New orders target healthcare providers’ flexibilities
Department of Health Services Secretary-designee Andrea Palm issued a pair of orders Monday providing healthcare providers more flexibility to fight the spread of the new coronavirus.
One eases staffing regulations for ambulances, nursing homes and other providers.
For instance, it suspends staff orientations at home health agencies and hospices, adjusts nurse aide training hours and changes criteria for resident care staff at community-based residential facilities and adult family homes. Under the order, nursing homes can’t discharge patients unable to pay.
“This order reduces regulatory burdens on facilities and emergency services and allows them to meet the critical needs of their residents and patients during this public health emergency,” DHS Secretary-designee Andrea Palm said in a statement. “We are all in this together, and this order provides the flexibility needed to ensure that we get through this together.”
The other order allows providers whose licenses have expired during the public health emergency to remain valid until 30 days after the emergency finishes.
It also allows out-of-state providers assisting in Wisconsin additional time to apply for a state license. It gives facilities where those providers are working more time to notify the state.
There have been 26,574 negative tests, 2,440 positive tests and 77 deaths in Wisconsin, DHS said Monday. Twenty-seven percent of those who have tested positive have been hospitalized.
During a webinar hosted by the Medical College of Wisconsin and the Metropolitan Milwaukee Association of Commerce, MCW CEO Dr. John Raymond said they’re seeing a slowing in the amount of time it takes for cases to double in the Milwaukee area and state, although he noted that there are reporting lags over the weekend.
Despite that, local projections show that Milwaukee-area health systems will reach their capacity of ventilators and intensive care unit beds within the next week to 10 days.
“We must continue to push hard, as hard as we can,” Raymond said. “What we do now will impact what happens one or two weeks down the road and will help us get closer to the recovery phase for the health of our community and for our economy.”
He noted that health systems, community health centers, business and government are working together in an “unprecedented way.” Health systems have created about a 40 percent increase in surge capacity within their walls.

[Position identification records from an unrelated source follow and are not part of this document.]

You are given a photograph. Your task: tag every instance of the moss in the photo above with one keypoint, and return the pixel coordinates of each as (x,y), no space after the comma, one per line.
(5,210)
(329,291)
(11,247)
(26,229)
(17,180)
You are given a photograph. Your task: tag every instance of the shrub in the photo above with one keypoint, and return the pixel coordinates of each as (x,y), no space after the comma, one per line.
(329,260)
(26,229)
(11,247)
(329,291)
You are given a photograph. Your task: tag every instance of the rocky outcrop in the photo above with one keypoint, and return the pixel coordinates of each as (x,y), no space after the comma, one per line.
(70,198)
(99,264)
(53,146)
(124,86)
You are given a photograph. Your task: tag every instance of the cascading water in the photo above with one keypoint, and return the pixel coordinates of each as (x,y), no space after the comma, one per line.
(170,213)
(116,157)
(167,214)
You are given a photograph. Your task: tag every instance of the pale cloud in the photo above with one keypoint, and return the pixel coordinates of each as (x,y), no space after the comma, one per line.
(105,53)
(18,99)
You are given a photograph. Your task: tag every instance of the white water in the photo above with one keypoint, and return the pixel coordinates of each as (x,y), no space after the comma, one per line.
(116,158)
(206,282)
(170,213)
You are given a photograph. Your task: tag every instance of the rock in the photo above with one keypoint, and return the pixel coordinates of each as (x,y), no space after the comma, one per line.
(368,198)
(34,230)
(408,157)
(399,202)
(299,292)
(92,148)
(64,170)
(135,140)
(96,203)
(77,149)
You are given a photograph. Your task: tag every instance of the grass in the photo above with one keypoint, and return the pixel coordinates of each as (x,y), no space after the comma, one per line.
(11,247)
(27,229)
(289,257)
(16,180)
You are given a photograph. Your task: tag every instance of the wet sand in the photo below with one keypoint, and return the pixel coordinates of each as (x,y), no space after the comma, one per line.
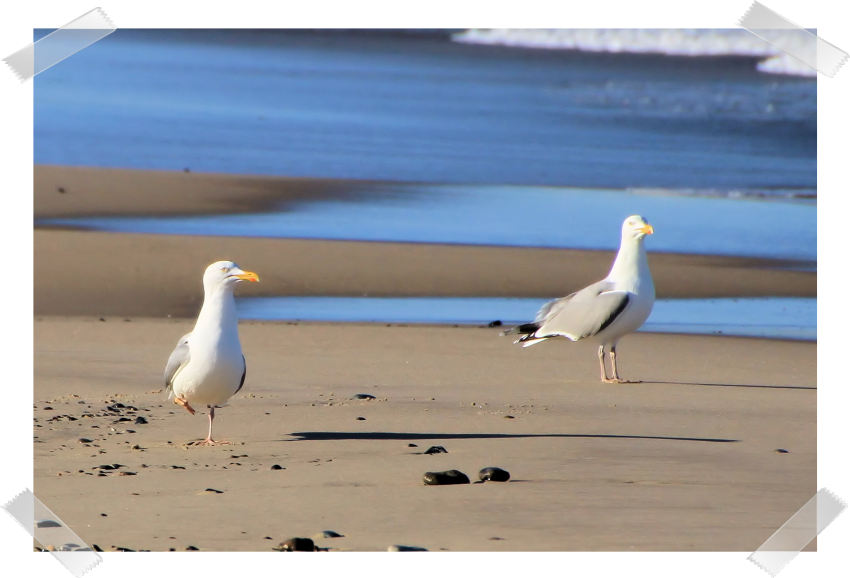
(157,275)
(685,461)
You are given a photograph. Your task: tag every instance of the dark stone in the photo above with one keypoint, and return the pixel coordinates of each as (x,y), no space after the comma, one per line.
(298,545)
(493,475)
(446,478)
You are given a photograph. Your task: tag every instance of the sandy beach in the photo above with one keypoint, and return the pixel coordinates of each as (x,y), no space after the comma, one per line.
(685,461)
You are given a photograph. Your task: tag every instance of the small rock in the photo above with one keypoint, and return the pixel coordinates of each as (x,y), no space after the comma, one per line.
(298,545)
(493,475)
(47,524)
(446,478)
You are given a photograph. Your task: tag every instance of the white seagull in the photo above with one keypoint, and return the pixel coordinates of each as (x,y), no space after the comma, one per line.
(606,310)
(207,366)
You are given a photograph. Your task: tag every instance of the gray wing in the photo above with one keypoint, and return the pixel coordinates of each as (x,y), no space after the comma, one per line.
(244,372)
(178,359)
(585,313)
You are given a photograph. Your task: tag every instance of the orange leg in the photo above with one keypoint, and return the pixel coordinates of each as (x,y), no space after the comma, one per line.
(185,404)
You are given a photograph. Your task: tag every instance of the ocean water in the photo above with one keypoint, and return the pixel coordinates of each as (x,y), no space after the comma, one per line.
(516,216)
(780,318)
(398,106)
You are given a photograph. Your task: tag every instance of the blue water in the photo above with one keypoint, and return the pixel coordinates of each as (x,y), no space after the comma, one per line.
(516,216)
(781,318)
(420,108)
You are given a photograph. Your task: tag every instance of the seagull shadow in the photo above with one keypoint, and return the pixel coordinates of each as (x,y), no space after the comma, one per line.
(732,385)
(400,436)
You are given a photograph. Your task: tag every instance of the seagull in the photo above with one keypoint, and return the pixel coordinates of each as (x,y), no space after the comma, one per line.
(607,310)
(207,366)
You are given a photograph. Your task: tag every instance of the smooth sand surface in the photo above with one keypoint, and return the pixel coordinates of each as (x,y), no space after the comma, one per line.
(685,461)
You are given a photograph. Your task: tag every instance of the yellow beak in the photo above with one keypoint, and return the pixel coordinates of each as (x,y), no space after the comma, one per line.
(248,276)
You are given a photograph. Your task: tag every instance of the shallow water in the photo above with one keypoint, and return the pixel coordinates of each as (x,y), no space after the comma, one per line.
(516,216)
(781,318)
(419,107)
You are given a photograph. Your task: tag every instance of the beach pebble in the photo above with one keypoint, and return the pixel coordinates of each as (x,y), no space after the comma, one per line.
(493,475)
(446,478)
(47,524)
(298,545)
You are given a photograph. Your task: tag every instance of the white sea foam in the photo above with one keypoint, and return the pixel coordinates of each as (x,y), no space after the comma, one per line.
(681,42)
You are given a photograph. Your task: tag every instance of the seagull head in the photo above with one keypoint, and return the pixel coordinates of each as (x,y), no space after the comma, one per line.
(226,274)
(636,227)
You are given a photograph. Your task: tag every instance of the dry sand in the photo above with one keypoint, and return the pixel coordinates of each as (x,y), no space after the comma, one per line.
(684,461)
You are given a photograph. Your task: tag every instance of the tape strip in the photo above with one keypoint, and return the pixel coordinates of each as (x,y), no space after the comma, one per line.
(52,533)
(797,532)
(793,39)
(60,44)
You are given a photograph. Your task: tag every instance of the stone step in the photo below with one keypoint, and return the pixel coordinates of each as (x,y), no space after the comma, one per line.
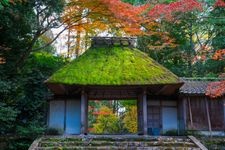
(116,148)
(118,143)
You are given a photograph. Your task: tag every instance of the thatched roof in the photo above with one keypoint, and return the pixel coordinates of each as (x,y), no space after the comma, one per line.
(113,65)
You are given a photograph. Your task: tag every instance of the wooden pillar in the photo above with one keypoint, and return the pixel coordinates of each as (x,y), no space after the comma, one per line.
(84,113)
(145,113)
(208,116)
(190,112)
(142,113)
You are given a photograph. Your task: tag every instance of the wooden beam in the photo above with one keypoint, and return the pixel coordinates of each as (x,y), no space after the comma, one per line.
(84,113)
(208,116)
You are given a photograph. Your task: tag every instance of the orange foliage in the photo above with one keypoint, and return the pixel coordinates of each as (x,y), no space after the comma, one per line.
(220,3)
(92,15)
(219,55)
(168,10)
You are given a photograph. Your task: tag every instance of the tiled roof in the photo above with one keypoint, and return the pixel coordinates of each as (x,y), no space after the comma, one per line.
(196,86)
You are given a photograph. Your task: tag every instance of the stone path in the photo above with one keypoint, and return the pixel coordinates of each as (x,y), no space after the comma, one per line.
(115,142)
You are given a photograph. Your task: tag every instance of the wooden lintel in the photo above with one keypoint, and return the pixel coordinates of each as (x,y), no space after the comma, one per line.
(84,112)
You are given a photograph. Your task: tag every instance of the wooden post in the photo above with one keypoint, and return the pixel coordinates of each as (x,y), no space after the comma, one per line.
(208,116)
(140,114)
(145,113)
(184,104)
(190,112)
(84,113)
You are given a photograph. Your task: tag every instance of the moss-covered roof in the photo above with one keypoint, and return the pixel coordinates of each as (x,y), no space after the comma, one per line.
(113,66)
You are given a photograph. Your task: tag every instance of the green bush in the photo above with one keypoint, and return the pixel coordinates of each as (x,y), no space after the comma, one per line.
(53,131)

Raymond also raised concerns about a proposed COVID-19 surge facility at State Fair Park that would be built by the Army Corps of Engineers. Milwaukee County officials have said they view the plan as insurance and hope the facility never gets used.
“We would need to staff and supply and operate the surge hospital, which is going to create problems for us because we believe that by expanding the surge capacity within the walls of our existing health systems, that our talent base is already going to be tapped out and that we won’t be able to necessarily easily staff or recruit new people into the region to staff that hospital,” he said.
Raymond said that they’re already feeling a “pinch” because New York City and Chicago are offering “extraordinary hourly compensation rates” for healthcare providers.